One of our brilliant students, Alan Hyunh, posted this article on my wall:
Why do we need academic journals in the first place? by Mathew Ingram.
There has been lot written about the boycott of Elsevier journals in the blogosphere, so I will be responding primarily with links, as my opinions have already been captured by others, with better writing than I can produce.
Let’s look at some of the original content from the NYT:
Last week 34 mathematicians issued a statement denouncing “a system in which commercial publishers make profits based on the free labor of mathematicians and subscription fees from their institutions’ libraries, for a service that has become largely unnecessary.”
The signers included three Fields medalists — Dr. Gowers, Terence Tao and Wendelin Werner. The statement was also signed by Ingrid Daubechies, president of the International Mathematical Union, who then resigned as one of the unpaid editors in chief at the Elsevier journal Applied and Computational Harmonic Analysis.
“We feel that the social compact is broken at present by some publishing houses, of which we feel Elsevier is the most extreme,” Dr. Daubechies said. “We feel they are now making much larger profits at a time when a lot of the load they used to take has been taken over by us.”

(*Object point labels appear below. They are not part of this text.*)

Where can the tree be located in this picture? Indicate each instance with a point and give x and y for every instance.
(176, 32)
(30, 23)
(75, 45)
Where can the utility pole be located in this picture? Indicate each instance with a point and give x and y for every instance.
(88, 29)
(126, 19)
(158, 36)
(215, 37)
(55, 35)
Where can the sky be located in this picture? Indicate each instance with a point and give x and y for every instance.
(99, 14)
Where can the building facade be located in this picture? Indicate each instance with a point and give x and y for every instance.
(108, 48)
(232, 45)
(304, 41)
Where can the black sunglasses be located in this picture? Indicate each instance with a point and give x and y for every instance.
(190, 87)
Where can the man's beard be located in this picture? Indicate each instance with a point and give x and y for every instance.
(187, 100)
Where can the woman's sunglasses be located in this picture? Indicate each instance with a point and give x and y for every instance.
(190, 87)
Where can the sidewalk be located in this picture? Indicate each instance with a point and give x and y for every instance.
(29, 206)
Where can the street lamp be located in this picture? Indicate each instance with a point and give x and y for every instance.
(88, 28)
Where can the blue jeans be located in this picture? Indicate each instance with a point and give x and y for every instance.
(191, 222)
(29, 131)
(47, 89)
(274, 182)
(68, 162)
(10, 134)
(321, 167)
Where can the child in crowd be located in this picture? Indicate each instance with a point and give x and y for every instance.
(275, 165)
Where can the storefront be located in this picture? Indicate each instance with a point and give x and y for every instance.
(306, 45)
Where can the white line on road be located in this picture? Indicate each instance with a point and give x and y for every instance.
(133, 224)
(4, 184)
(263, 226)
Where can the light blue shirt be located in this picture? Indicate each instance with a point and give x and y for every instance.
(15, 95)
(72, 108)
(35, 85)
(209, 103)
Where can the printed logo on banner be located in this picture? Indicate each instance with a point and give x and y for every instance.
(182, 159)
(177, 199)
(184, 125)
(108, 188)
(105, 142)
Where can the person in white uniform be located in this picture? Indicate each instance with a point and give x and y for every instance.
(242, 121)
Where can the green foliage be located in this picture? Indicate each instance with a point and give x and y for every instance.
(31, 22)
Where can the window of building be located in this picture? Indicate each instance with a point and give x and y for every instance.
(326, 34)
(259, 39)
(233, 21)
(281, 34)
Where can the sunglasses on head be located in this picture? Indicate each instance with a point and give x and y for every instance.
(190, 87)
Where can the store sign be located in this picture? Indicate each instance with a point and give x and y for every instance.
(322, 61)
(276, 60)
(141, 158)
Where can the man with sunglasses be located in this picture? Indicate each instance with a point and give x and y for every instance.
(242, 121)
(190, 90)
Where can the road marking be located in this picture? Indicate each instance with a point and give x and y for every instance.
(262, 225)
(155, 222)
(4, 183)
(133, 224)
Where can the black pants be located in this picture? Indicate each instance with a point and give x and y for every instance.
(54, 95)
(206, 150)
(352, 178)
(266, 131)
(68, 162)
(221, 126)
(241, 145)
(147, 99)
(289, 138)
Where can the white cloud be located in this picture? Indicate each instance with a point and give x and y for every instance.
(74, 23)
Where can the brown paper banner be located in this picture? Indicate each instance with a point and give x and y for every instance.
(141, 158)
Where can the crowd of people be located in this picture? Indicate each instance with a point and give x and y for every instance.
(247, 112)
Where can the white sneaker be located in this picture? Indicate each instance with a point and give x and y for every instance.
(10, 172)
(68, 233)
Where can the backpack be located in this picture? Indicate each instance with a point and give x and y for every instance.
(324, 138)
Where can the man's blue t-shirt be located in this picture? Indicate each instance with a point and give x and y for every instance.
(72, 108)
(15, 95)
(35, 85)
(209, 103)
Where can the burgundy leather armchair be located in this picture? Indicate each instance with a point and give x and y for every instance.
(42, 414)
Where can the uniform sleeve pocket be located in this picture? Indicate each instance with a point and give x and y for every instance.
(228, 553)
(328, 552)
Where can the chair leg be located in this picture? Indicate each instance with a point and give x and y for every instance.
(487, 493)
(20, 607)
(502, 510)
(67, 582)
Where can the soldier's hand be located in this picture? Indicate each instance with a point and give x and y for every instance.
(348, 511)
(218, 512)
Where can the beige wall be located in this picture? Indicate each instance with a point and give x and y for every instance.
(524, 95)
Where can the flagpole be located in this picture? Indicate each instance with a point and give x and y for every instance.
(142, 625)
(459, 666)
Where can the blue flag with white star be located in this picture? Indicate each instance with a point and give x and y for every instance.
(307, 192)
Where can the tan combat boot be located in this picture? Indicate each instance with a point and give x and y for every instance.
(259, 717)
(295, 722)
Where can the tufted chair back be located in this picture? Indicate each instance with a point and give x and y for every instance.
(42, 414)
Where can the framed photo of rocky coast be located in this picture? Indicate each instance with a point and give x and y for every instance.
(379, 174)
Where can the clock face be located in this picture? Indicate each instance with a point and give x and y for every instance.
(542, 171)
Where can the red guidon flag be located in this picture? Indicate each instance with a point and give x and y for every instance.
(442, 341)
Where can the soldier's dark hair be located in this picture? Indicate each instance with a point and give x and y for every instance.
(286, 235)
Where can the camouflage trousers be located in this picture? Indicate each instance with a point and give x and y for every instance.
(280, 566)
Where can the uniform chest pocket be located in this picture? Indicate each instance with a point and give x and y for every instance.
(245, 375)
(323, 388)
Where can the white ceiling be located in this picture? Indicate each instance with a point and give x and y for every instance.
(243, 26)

There has been a huge shift in the past 30 years in the way that content is delivered. Mathmaticians no longer hand over pages of handwritten text to department secretaries to type and mail. Nor do publishers typeset with blocks anymore. For most mathematicians, you write in LaTex, and what the publisher has to do to get that to publication quality isn’t as time or labor-intensive as it once was.
Anthony Horowitz takes up the question about whether authors need publishers at all over at Gaurdian. He has a point: his publisher for his adult book allowed the book to go out with 35 typos in it.Publishing companies are notoriously unwillingly to do much marketing and promoting for your book. One wonders what, exactly, publishers do in the digital era if they aren’t proofing and marketing much.
Scholarly service and production is largely paid for by universities or external sponsors. Academics control the content, for the most part, voluntarily: most of us never get paid to review, and while editors are often paid, it’s not usually all that much. Elsevier and academic publishers make money off the ever-increasing pressures to publish: we’re clamoring to give them our intellectual property because our departments force us to, if we want tenure and promotion.
Moreover, Elsevier doesn’t really do all that much to promote particular journals. So what value are they adding, at the same time they are charging libraries very high prices for subscriptions?
That high pricing strikes me as the problem more than the idea that we should get rid of academic journals. And there’s a difference between getting rid of an academic journal and getting rid of an academic publisher. Journals still provide people with some services: they attract content according to a particular theme. They do editing and peer review, and we need peer review. In fiction publishing, you need a great story. In research, you need rigor in addition to a good story.
Tim Leunig has a response in the LSE blog (which you should be reading, as it’s excellent), where he responds to Elsevier’s excuse-making with “Hey, set your prices as you see fit, but the rest of us are entitled to note that your prices are too damned high.”
We should also point out that associations are just as guilty of this abuse of monopoly power. Scholars are expected to present their work at conferences, and this is extremely important for young scholars. And yeah: conference registrations are sky-high, and hotels scrape in the money from people who have no choice but to go if they want to remain scholars and/or get promoted. Departments are notoriously stingy with giving travel funds, so a lot travel gets funded out of the young scholar’s pocket, when they can hardly afford it.
My own opinions are captured very well by Don Taylor, also at LSE: The role of peer review journals cannot be replaced by Twitter, blogs, or anything else (and I really believe in blogs!). Absolutely everything Taylor says is right-on. Blogs are a supplement to, not a replacement for, carefully vetted writing of peer review.
That’s one of the reasons why I’ve thought about shutting down this blog. It’s undisciplined writing, as fun as it is, and as much as readers may enjoy it. I see it as an extension of my teaching.
You could, of course, peer review blogs, but that’s where we are heading with online journals anyway, so why do we need a blog format? The journal Science does the best job, I think, of levering web publishing. There are the short, accessible articles. Then there are the dense, for-academics, detailed appendices. But it’s all still as great and as rigorous as the old print version of Science–actually, it’s better. (And I’m old enough to have an informed opinion.)
Take a look at the Journal of Land Use and Transportation. It’s as good as anything that’s out there offered through a traditional academic publisher, better than many print planning journals. This is the future. (My only quibble: they should require people to submit their data the way the American Economic Review does. But this takes server space, I understand.)
Editors matter tremendously in journals, and that is what has made all the difference for JTLU. No, peer review isn’t perfect, and mistakes do get by, and brilliant new ideas do get blunted through consensus, and there’s too waaaaay too much politics. But that won’t change if you move to blogs or whatnot.